Chromothripsis is a new mode of somatic rearrangements in cancer. (a) Circos plot of a chromothripsis-positive cancer. Circos plot shows chromosomes (out rim), somatic copy number changes (middle rim) and rearrangements (inner rim). Arrow indicates a cluster of rearrangements in the chromsome 22 in this tumor. (b) Schematic representation of two models which cause chromothripsis. Left: An example of step-wise accumulation of single rearrangement event in a progressive rearrangement model. Right: Massive fragmentation and reorganization of the chromosome in a single catastrophic rearrangement model.

Figure 6.

Kataegis is a new distribution phenotype of somatic mutations. (a) Schematic representation of somatic mutation (shown by gray arrow) distribution in cancer genome (shown by black bold line). Top: Usually somatic mutations sparsely distribute within the cancer genome since passenger mutations, which constitute most of them, occur at relatively random positions. Middle and bottom: In cases of Kataegis, the size of mutation cluster ranges more than 10 Mb (macrocluster) or less than 500 kb (microcluster). (b) Representative rainfall plots showing sparse distribution and a macrocluster (indicated by a circle). Reprinted with permission.52


Currently, clinical diagnosis based on molecular data such as protein expression or gene alteration for treatment decision-making is carried out routinely for cancers including breast cancer (e.g. estrogen/progesterone receptor expression and HER2 amplification) and lung cancer (e.g. EGFR mutation and EML4-ALK rearrangement). In addition, information about specific mutation status (e.g. KRAS and BRAF) is valuable for oncologists considering whether molecular-targeted therapy (e.g. Cetuximab for treating colorectal cancer and Vemurafenib for treating melanoma) is warranted. Such personalized cancer medicine is based on knowledge of the cancer mutation repertoire and also of agents that target these altered genes or pathways. Therefore, current efforts to complete the cancer genome catalogue and uncover associations between specific genomic alterations and the efficacies of molecular targeting drugs will provide essential resources for practical molecular classification of tumors. In the near future, molecular diagnosis (for example, potentially druggable mutations in tumors) will be routinely reported by clinical laboratories, together with histological diagnosis. In this situation, pathologists will play a central role in both interpreting these patho-molecular diagnoses for oncologists, and the process of decision-making necessary for individualized medicine.
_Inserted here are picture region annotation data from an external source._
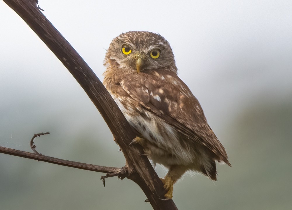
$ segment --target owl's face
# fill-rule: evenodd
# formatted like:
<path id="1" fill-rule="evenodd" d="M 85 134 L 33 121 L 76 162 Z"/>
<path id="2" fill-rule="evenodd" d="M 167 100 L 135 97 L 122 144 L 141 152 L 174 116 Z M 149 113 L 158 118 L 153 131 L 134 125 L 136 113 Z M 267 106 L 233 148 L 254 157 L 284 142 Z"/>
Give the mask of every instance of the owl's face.
<path id="1" fill-rule="evenodd" d="M 172 50 L 162 36 L 146 31 L 129 31 L 112 40 L 107 59 L 114 60 L 119 68 L 138 73 L 164 67 L 176 71 Z"/>

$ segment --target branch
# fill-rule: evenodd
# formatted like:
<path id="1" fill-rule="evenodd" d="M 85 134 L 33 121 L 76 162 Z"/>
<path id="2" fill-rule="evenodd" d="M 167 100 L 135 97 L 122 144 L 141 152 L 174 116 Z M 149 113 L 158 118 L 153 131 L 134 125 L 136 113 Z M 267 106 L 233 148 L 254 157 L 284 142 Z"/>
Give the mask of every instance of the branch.
<path id="1" fill-rule="evenodd" d="M 121 170 L 121 168 L 115 167 L 108 167 L 101 165 L 97 165 L 92 164 L 88 164 L 74 161 L 63 160 L 56 158 L 41 154 L 35 154 L 32 152 L 21 151 L 11 148 L 7 148 L 4 147 L 0 146 L 0 153 L 17 156 L 18 157 L 36 160 L 39 161 L 43 161 L 50 163 L 51 163 L 64 165 L 65 166 L 71 167 L 81 169 L 87 170 L 88 171 L 96 171 L 111 173 L 118 172 Z"/>
<path id="2" fill-rule="evenodd" d="M 31 140 L 29 142 L 29 145 L 30 146 L 30 148 L 31 148 L 32 150 L 32 151 L 34 151 L 34 152 L 36 154 L 40 154 L 36 150 L 35 148 L 36 147 L 36 145 L 34 142 L 34 138 L 37 136 L 39 136 L 41 135 L 46 135 L 47 134 L 50 134 L 50 132 L 47 132 L 44 133 L 42 132 L 39 134 L 35 134 L 34 135 L 34 136 L 32 137 L 32 140 Z"/>
<path id="3" fill-rule="evenodd" d="M 172 200 L 163 200 L 162 182 L 138 145 L 129 144 L 138 134 L 128 123 L 102 83 L 77 52 L 38 8 L 35 0 L 3 0 L 39 37 L 67 68 L 98 109 L 123 152 L 129 176 L 143 191 L 155 210 L 177 209 Z"/>

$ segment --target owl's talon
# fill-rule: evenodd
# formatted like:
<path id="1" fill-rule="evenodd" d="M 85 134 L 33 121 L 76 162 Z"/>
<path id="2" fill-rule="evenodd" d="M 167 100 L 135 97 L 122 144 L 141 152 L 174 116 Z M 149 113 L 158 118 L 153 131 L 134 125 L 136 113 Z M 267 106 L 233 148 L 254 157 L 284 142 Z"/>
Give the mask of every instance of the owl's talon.
<path id="1" fill-rule="evenodd" d="M 172 198 L 172 193 L 173 191 L 173 184 L 174 182 L 170 177 L 166 176 L 164 179 L 160 178 L 160 180 L 163 183 L 163 187 L 165 191 L 167 191 L 164 194 L 164 199 L 161 199 L 164 200 L 167 200 Z"/>
<path id="2" fill-rule="evenodd" d="M 133 139 L 131 143 L 129 144 L 129 146 L 132 146 L 136 144 L 139 144 L 142 145 L 144 141 L 144 139 L 137 136 Z"/>

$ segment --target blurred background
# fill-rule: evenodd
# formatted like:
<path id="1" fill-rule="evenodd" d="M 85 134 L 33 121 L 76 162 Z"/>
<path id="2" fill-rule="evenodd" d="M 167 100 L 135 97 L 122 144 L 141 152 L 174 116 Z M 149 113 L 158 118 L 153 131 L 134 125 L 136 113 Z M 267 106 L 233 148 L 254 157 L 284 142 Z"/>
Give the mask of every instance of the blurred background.
<path id="1" fill-rule="evenodd" d="M 158 33 L 200 101 L 232 168 L 218 181 L 186 175 L 180 209 L 292 205 L 292 1 L 41 0 L 44 14 L 102 80 L 122 32 Z M 0 145 L 102 165 L 125 160 L 97 110 L 32 30 L 0 2 Z M 164 169 L 158 167 L 163 176 Z M 1 209 L 151 209 L 131 180 L 0 154 Z"/>

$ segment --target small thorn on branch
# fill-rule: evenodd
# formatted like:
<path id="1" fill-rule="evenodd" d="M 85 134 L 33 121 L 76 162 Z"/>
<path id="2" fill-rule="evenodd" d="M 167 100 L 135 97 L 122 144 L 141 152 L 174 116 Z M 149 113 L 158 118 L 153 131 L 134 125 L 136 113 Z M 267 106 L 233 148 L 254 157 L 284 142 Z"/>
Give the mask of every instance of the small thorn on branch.
<path id="1" fill-rule="evenodd" d="M 105 176 L 102 176 L 100 177 L 100 180 L 102 180 L 103 183 L 103 186 L 105 187 L 105 178 L 109 177 L 113 177 L 117 176 L 118 179 L 122 179 L 127 177 L 128 175 L 127 168 L 126 166 L 122 167 L 121 168 L 119 171 L 117 171 L 114 173 L 111 173 L 110 174 L 107 174 Z"/>
<path id="2" fill-rule="evenodd" d="M 42 154 L 40 153 L 39 153 L 36 150 L 35 148 L 36 147 L 36 144 L 34 143 L 34 138 L 37 136 L 39 136 L 41 135 L 46 135 L 47 134 L 49 134 L 50 132 L 46 132 L 46 133 L 43 133 L 42 132 L 41 133 L 39 134 L 35 134 L 34 135 L 34 136 L 32 137 L 32 140 L 30 140 L 30 141 L 29 142 L 29 145 L 30 145 L 30 148 L 36 154 Z"/>
<path id="3" fill-rule="evenodd" d="M 38 8 L 39 9 L 42 11 L 45 11 L 42 9 L 39 6 L 39 0 L 36 0 L 36 6 L 37 6 L 37 8 Z"/>

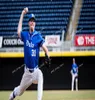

Here I reviewed recent activities of cancer genome sequencing researches, which include identification of new cancer genes, new concepts and molecular interpretation of old concepts in a wide range of tumors. New sequencing technologies have now been able to tackle with the complexity and dynamics of cancer, which is an old theme but difficult to resolve until now. All these discoveries and rising issues are also quite important questions and challenges to the field of pathology for clearer understanding of each tumor since pathologists can approach the complex and unrevealed nature of tumors through the combination of histological analysis and genomic profiling.


I thank all colleagues in our laboratory for discussion and comments on this review. This work was supported partially by the Program for Promotion of Fundamental Studies in Health Sciences of the National Institute of Biomedical Innovation (NIBIO) and National Cancer Center Research and Development Fund (23-A-8).